La SERM a loyalement communiqué à Mme [R] l'intégralité des informations dont elle disposait sur l'immeuble qu'elle lui vendait.
Le simple fait que la SERM soit propriétaire de biens immobiliers et intervienne depuis plusieurs années dans le quartier Gambetta-Figuerolles ne lui permet pas pour autant de détecter les éventuels désordres non visibles affectant les immeubles qu'elle achète ou qu'elle vend dans ce quartier.
Aux termes de son acte d'acquisition de l'immeuble, Mme [R] s'est engagée à « exécuter à ses frais et risques exclusifs les travaux de réhabilitation sur les biens vendus ».
La vente d'un immeuble ancien n'est soumise par la loi à aucune obligation d'expertise technique préalable de la structure du bâtiment ou de l'intégrité des réseaux à la charge du vendeur, y compris lorsqu'il s'agit d'une société d'économie mixte oeuvrant dans le domaine de la rénovation urbaine et de la lutte contre la dégradation du bâti.
La SERM est un acteur public dont la mission consiste à promouvoir la rénovation urbaine dans les quartiers en difficulté et à lutter contre la dégradation du patrimoine immobilier notamment en requalifiant les immeubles dégradés.

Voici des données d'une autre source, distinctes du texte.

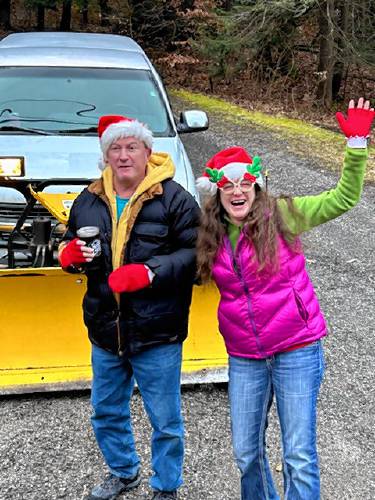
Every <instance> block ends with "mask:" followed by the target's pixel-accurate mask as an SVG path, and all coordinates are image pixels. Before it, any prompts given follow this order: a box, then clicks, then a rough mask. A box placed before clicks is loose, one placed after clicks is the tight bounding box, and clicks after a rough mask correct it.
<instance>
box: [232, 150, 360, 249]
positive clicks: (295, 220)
mask: <svg viewBox="0 0 375 500" xmlns="http://www.w3.org/2000/svg"><path fill="white" fill-rule="evenodd" d="M367 156H368V150H367V149H353V148H346V151H345V158H344V166H343V169H342V173H341V177H340V180H339V182H338V183H337V185H336V187H335V188H333V189H330V190H328V191H323V192H322V193H320V194H317V195H309V196H296V197H294V198H293V204H294V207H295V208H296V209H297V211H298V212H299V213H300V214H301V217H296V216H295V214H294V213H293V212H291V211H290V210H289V207H288V205H287V202H286V201H285V200H284V199H279V200H278V206H279V208H280V211H281V213H282V216H283V218H284V220H285V222H286V224H287V225H288V227H289V229H290V230H291V231H292V232H293V233H294V234H296V235H299V234H301V233H303V232H305V231H309V230H310V229H312V228H313V227H316V226H318V225H320V224H324V223H325V222H328V221H329V220H332V219H335V218H336V217H338V216H339V215H341V214H343V213H345V212H347V211H348V210H350V209H351V208H353V207H354V206H355V205H356V204H357V203H358V201H359V200H360V197H361V193H362V187H363V179H364V175H365V170H366V160H367ZM240 231H241V227H238V226H235V225H234V224H232V223H229V224H228V236H229V238H230V241H231V243H232V247H233V248H235V246H236V244H237V240H238V237H239V234H240Z"/></svg>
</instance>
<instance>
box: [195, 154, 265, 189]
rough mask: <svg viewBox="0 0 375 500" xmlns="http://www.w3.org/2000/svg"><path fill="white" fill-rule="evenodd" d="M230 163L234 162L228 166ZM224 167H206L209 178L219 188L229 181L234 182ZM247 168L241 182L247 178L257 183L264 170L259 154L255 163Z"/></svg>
mask: <svg viewBox="0 0 375 500" xmlns="http://www.w3.org/2000/svg"><path fill="white" fill-rule="evenodd" d="M230 165H232V164H229V165H228V166H230ZM224 168H225V167H224ZM224 168H223V169H221V170H218V169H217V168H209V167H206V169H205V173H206V175H207V177H208V180H209V181H210V182H212V183H213V184H216V185H217V187H218V188H221V187H223V186H225V184H227V183H228V182H232V180H231V179H230V178H228V177H227V176H226V175H225V172H224ZM245 168H246V172H244V174H243V175H242V177H241V178H240V181H239V182H241V181H243V180H246V181H250V182H252V183H253V184H255V183H256V182H257V179H258V178H259V176H260V172H261V170H262V164H261V160H260V158H259V156H254V158H253V163H250V164H248V165H246V167H245Z"/></svg>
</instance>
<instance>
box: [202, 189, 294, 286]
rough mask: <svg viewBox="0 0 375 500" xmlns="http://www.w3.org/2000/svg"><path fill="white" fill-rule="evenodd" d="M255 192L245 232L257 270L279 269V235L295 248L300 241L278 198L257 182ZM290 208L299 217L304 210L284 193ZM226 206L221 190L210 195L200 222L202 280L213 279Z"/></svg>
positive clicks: (224, 222)
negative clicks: (221, 195) (222, 200)
mask: <svg viewBox="0 0 375 500" xmlns="http://www.w3.org/2000/svg"><path fill="white" fill-rule="evenodd" d="M255 189H256V195H255V199H254V202H253V204H252V207H251V210H250V212H249V214H248V216H247V218H246V219H245V220H244V227H245V234H246V236H247V237H248V239H249V240H250V241H251V243H252V244H253V245H254V249H255V255H256V261H257V263H258V272H261V271H263V270H267V271H269V272H275V271H277V270H278V269H279V258H278V238H277V237H278V235H280V236H281V237H282V238H283V239H284V241H285V242H286V243H287V244H288V245H289V246H290V247H291V248H293V250H295V251H299V250H300V245H299V242H298V241H297V238H296V235H294V234H293V233H292V232H291V231H290V230H289V229H288V227H287V226H286V224H285V222H284V221H283V218H282V215H281V212H280V209H279V207H278V204H277V198H275V197H274V196H271V195H269V194H268V193H267V192H265V191H261V190H260V188H258V186H257V185H255ZM280 198H283V199H285V202H286V203H287V205H288V210H290V211H291V212H292V213H293V214H294V215H295V216H296V217H297V218H298V217H301V214H300V213H299V212H298V211H297V209H296V208H295V207H294V205H293V201H292V199H291V198H290V197H288V196H282V197H280ZM225 213H226V212H225V210H224V208H223V206H222V204H221V203H220V192H219V191H218V192H217V194H216V196H210V197H209V198H208V199H207V200H206V202H205V204H204V206H203V211H202V215H201V223H200V227H199V231H198V241H197V265H198V276H199V278H200V280H201V281H202V283H207V282H209V281H210V279H211V271H212V265H213V262H214V259H215V256H216V254H217V251H218V249H219V247H220V245H221V243H222V241H223V237H224V234H225V232H226V222H225V219H224V217H225Z"/></svg>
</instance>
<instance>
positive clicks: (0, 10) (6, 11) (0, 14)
mask: <svg viewBox="0 0 375 500" xmlns="http://www.w3.org/2000/svg"><path fill="white" fill-rule="evenodd" d="M10 7H11V0H1V1H0V26H1V27H2V28H4V29H10Z"/></svg>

La SERM n'est pas un maître d'oeuvre ni un bureau d'études techniques redevable envers son client d'un devoir de conseil spécifique concernant les conditions de mise en oeuvre d'un projet de rénovation d'un appartement à usage d'habitation vendu à bas prix dans un mauvais état manifeste en vue d'une rénovation lourde des parties privatives et communes de l'immeuble.

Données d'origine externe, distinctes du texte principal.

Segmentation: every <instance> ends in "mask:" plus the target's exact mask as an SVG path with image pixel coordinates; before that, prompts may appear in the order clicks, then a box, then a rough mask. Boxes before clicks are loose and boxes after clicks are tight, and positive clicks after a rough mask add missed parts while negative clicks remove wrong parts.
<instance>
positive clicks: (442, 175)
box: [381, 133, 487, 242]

L'aquéreur Mme [R] n'ignorait pas le mauvais état de cet immeuble, les risques qu'elle prenait en faisant l'acquisition d'un tel bien à réhabiliter et son engagement d'exécuter d'importants travaux sur les parties communes et privatives, étant précisé que ce risque était compensé par le très bas prix de son acquisition (environ 1 380 euros/m² habitable) par rapport aux prix du marché immobilier, outre la possibilité de bénéficier de subventions sur deniers publics pour financer ces travaux.
Il résulte de ces développements que Mme [R] n'apporte pas la preuve d'un manquement à son devoir d'information et de conseil par la SERM.

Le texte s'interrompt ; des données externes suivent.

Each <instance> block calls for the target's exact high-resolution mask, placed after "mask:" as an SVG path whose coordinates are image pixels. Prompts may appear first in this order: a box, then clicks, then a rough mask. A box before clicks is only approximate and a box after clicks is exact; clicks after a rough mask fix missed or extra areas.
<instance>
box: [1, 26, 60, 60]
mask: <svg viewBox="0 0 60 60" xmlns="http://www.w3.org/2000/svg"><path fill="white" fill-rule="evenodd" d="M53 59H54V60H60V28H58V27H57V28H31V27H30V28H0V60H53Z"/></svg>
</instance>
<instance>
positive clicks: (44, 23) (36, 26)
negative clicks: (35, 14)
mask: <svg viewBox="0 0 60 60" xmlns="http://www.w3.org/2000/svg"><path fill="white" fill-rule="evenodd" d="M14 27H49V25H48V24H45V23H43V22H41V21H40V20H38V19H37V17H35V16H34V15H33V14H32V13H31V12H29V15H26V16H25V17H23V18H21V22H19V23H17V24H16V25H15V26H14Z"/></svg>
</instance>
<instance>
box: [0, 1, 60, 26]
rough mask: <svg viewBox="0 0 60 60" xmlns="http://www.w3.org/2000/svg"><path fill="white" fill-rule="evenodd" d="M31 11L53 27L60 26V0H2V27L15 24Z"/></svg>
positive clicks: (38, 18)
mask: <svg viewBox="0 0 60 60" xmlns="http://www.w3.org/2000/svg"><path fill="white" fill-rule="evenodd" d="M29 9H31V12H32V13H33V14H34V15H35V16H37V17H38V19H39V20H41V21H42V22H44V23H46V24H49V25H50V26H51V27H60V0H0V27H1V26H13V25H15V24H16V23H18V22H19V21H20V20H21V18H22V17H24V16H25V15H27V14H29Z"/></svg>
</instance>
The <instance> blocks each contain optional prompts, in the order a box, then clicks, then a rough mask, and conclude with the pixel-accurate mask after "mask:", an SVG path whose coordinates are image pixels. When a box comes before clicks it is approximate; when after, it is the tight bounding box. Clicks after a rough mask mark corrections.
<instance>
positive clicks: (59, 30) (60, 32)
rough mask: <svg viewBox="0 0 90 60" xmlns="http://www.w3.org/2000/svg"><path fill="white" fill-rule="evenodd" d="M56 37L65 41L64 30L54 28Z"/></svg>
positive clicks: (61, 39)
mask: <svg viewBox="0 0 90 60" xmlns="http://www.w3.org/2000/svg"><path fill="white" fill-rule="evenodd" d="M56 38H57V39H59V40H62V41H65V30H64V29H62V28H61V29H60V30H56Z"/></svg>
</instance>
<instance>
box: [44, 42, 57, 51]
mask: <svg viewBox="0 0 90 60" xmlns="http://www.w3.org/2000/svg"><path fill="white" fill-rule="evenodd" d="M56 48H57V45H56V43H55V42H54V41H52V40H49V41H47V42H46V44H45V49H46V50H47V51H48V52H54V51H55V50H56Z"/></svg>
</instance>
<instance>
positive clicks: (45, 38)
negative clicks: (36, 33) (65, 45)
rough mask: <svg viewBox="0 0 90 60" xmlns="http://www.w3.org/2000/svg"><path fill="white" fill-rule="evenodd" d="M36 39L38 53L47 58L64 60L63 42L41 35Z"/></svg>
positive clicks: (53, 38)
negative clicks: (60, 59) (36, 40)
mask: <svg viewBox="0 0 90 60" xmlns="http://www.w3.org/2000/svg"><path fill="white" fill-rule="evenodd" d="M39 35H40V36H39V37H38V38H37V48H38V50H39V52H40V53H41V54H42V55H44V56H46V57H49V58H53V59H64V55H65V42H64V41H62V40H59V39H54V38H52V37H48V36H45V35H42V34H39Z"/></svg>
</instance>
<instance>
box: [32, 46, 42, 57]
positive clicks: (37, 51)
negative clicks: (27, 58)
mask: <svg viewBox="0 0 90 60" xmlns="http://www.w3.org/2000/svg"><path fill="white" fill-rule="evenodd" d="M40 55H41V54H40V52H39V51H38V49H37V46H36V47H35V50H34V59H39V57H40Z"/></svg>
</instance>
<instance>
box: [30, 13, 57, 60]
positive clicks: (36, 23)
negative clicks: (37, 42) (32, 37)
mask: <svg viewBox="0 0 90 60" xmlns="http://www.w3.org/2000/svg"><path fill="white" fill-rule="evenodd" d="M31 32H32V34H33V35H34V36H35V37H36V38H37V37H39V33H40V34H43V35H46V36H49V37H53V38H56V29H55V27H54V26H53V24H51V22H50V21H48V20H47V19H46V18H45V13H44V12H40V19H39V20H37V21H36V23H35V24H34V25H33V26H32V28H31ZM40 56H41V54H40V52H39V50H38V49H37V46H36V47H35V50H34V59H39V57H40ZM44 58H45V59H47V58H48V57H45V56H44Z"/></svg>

Les demandes qu'elle forme subsidiairement sur ce fondement seront donc intégralement rejetées.
Sur les demandes accessoires,
Le jugement sera également infirmé en ses dispositions ayant statué sur les dépens et sur l'article 700 du code de procédure civile.
Mme [R] succombe intégralement en appel et devra donc supporter les entiers dépens.
L'équité commande en outre de mettre à sa charge une indemnité de 2 000 euros sur le fondement de l'article 700 du code de procédure civile.
PAR CES MOTIFS,
La cour,
Infirme le jugement déféré en toutes ses dispositions,
Statuant à nouveau et y ajoutant,
Déclare irrecevable l'action en garantie des vices cachés engagée par Mme [L] [M] épouse [R] contre la Société d'Equipement de la Région Montpelliéraine (SERM) ;
Déboute Mme [L] [M] épouse [R] de ses demandes contre la Société d'Equipement de la Région Montpelliéraine (SERM) subsidiairement fondées sur un manquement au devoir d'information et de conseil ;
Met les dépens de première instance et d'appel à la charge de Mme [L] [M] épouse [R] ;
Condamne Mme [L] [M] épouse [R] à payer à la Société d'Equipement de la Région Montpelliéraine (SERM) une indemnité de 2 000 euros sur le fondement de l'article 700 du code de procédure civile ;
Déboute les parties de leurs demandes plus amples ou contraires.